Pick 40 – Samson Ryan (Western Magpies) 

Pick 51 – Maurice Rioli Jr (St Mary’s) 

A quick word:

Richmond have selected a long term prospect in Samson Ryan, a ruckman from Queensland who will take a bit of time to develop, but has the capacity to be something special, Being able to bring his teammates into the game with his 360’C tap work was something that the Tigers rated highly. Rioli is a son of a gun, highly rated inside a contest and being front and center,  Over the next few years, with the ball in hand, something special will happen. 

Elly McNerney 

St. Kilda:

Who did they pick?

Pick 26 – Matthew McLeod – Allison (Calder Cannons)

Pick 45 – Tom Highmore (South Adelaide)

A quick word:

After bumper trade hauls in recent years, the Saints looked to replenish their list and add more quality depth to their growing list. Matthew McLeod – Allison coming in to add to the key forward depth to work under the tutelage of Paddy Ryder and develop to work in tandem with Max King in the front half. After the success of finding Callum Wilkie in the SANFL a couple of years ago, they went back to the well selecting Tom Higmore who, like Wilkie, is an intercepting defender who is getting his chance as a mature age player. 

Jono Baruch

Sydney Swans:

Who did they pick?

Pick 4 – Logan McDonald (Perth FC)

Pick 5 – Braeden Campbell (Sydney Swans Academy/ Westbrook)

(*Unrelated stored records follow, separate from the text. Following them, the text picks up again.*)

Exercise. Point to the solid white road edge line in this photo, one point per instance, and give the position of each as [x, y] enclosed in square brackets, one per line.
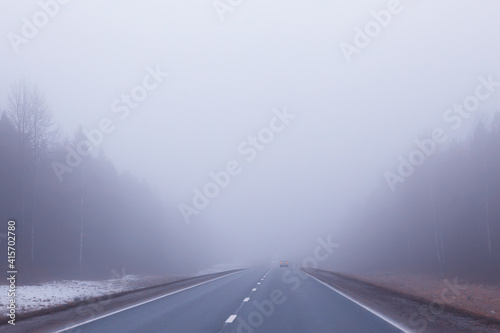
[139, 304]
[230, 319]
[378, 314]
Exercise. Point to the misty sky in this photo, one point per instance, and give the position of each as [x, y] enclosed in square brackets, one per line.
[352, 120]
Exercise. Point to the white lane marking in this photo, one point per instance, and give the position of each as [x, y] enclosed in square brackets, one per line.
[378, 314]
[231, 319]
[139, 304]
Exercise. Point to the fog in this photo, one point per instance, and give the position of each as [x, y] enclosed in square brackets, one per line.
[333, 122]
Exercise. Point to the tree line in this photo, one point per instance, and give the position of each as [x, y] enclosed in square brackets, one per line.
[92, 223]
[444, 219]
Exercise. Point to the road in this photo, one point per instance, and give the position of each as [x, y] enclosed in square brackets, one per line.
[249, 301]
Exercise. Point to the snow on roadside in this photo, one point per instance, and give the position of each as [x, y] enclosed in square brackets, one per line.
[46, 295]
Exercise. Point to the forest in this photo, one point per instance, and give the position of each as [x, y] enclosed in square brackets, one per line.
[445, 218]
[92, 222]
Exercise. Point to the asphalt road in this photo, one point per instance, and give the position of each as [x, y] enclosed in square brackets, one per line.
[254, 300]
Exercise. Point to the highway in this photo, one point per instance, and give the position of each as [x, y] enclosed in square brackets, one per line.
[249, 301]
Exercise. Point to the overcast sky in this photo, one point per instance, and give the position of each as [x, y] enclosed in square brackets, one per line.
[353, 118]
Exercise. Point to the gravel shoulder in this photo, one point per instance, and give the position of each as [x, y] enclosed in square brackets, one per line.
[417, 314]
[59, 317]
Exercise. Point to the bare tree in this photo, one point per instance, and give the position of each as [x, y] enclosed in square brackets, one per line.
[36, 133]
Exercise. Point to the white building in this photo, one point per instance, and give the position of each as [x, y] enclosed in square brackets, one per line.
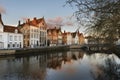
[10, 36]
[75, 38]
[35, 32]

Pick 33 – Errol Gulden (Sydney Swans Academy/ Maroubra Saints) 

A quick word:

For the first time since 1998, the Swans had two top five picks. 

The Swans sprung a surprise in taking Logan McDonald, who surprisingly fell to pick 4. Much to their dismay, a bid for Braeden Campbell came immediately afterwards, wiping out a large portion of their draft hand. Nevertheless the pair are highly rated with Logan starring in WA as a key forward with 21 goals in 9 games. Campbell, meanwhile is the latest member of the Sydney academy to join their ranks and is a highly regarded midfielder. Both are extremely talented athletes, and will no doubt feature prominently in the Swans lineup in 2021.

The Swans were also fortunate in Errol Guiden sliding to Pick 32, allowing them to match a bid from Geelong on the small forward. Like Campbell, Guiden is a member of the Swans Academy. He rarely played a bad game in his competition this year, and averaged 27 disposals. He also is noted for his endurance, and should slot in nicely for the Swans in 2021.

Thomas Grattan

West Coast Eagles:

Who did they pick?

Pick 52 – Luke Edwards (Glenelg)

Pick 57 – Isiah Winder (Peel Thunder)

A quick word:

Having wiped out this draft hand to secure Tim Kelly from Geelong last season, the eagles had to wait a while to join in proceedings. 

Luke Edwards was taken at pick 52, and is a general defender from Glenelg.  

The son of Adelaide legend Tyson, Edwards has strong game sense, is efficient by foot, gathers the contested ball, and is a versatile player.

A second general defender, Isiah Winder from Peel Thunder, was taken at pick 57.

Winder has strong athleticism, is efficient by foot, can take a strong mark, has speed, is agile and like Edwards, has a strong game sense. 

Could one of them be a diamond in the rough? Time will tell.

Thomas Grattan

Western Bulldogs

Who did they pick?

Pick 1 – Jamarra Ugle-Hagan (Oakleigh Chargers/Vic Country)

Pick 55 – Dominic Bedendo (Murray Bushrangers)

A quick word:

In matching Adelaide’s pick 1 bid for Ugle-Hagan, the Bulldogs secured their first #1 draft pick since taking Adam Cooney in 2003. Regarded by most as the best player in the 2020 draft pool, the 195cm key forward has drawn comparisons to Lance Franklin, with his athleticism and skill in the air key traits of his game. Ugle-Hagan will fill the Dogs’ need for a second key forward, slotting nicely into their forward 50 to partner with Aaron Naughton.

Bedendo provides another forward option for the Dogs, and is strong overhead with a good vertical leap. Despite his lean frame, standing at 187cm and 74kg, Bedendo can become a damaging forward with some development.